Clamp Down Coming on Egg Vendors

ANTIGUA & BARBUDA - Any vendor and/or farmer caught selling eggs that have not been stored at the right temperature will find themselves in trouble with public health officials.
calendar icon 3 October 2017
clock icon 3 minute read

According to The Daily Observer, that is the warning from the Chief Health Inspector, Lionel Michael, who told OBSERVER media that the eggs will be confiscated on the spot – and ultimately the vendors will lose money.

Mr Michael said, "We met with the egg association [Antigua & Barbuda Poultry Association] and we impressed upon them, explained to them, the importance of keeping eggs at seven degrees Celsius or 45 degrees Fahrenheit and lower because we are guarding against salmonella."

The chief said consumers also have a role to play in protecting themselves and they should not buy eggs if they are not stored on ice or refrigerated.

"The market people cannot walk with a fridge but they can walk with coolers, an old fridge and put the eggs on ice.

"People should not buy egg that are not on ice and we have been telling people this," he stressed.

Mr Michael said his department’s decision to start clamping down on these vendors “soon”, is to protect all parties.

"If they (vendors) make people sick and the food borne disease investigation leads to them they can be sued and their business can be wiped out by lawsuit and legal fees," the official elaborated.

Apart from cautioning vendors and consumers about storing eggs at the right temperature, he is also warning against selling and buying cracked eggs.

"That is most dangerous," he said of the practice. "And if we come across these people selling cracked eggs at the farm we will seize the eggs."

Mr Michael’s overall advice is that "you cannot hold eggs at room temperature because it’s a risk."

The President of the poultry association, Amryl Julian has responded to Michael’s cautions, saying she will take the issues up with her colleagues.

However, she added that as far as she’s aware, the "members have not been doing anything to harm the quality of the product and at large the public interest," but she hastened to add that she could only speak about the farmers and not vendors because "not every egg seller is the farmer."

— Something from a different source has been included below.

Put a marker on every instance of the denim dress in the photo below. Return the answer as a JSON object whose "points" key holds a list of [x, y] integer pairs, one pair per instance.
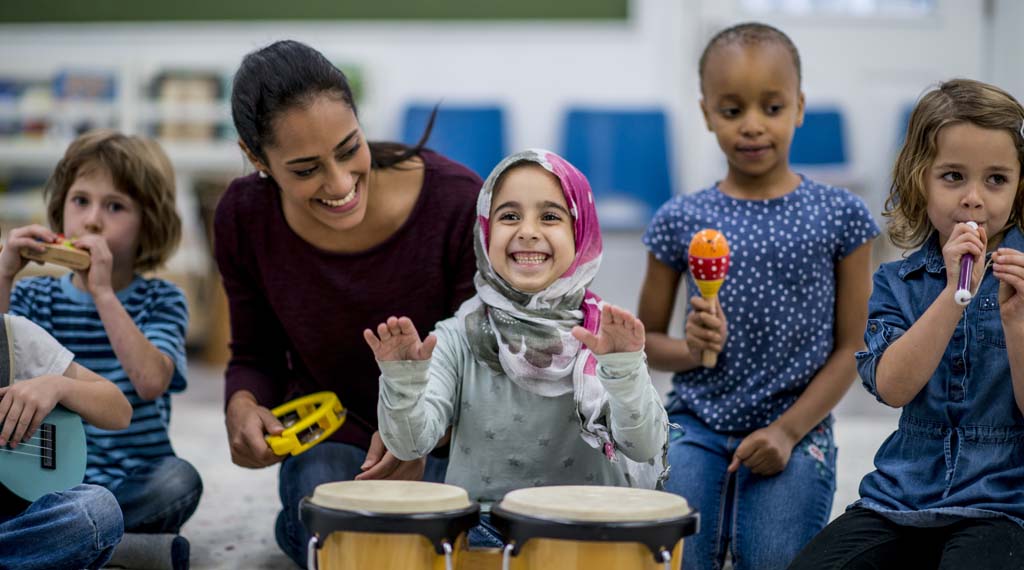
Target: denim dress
{"points": [[958, 451]]}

With respect to vendors/farmers selling cracked eggs, Julian said the association is "always open to what the central board of health policies are" as she admitted people do sell cracked eggs.

Ms Julian also said she too is concerned about how some vendors are storing eggs "because eggs should not be stored in the sun." She said she has seen this being done but has not personally advised anyone to desist.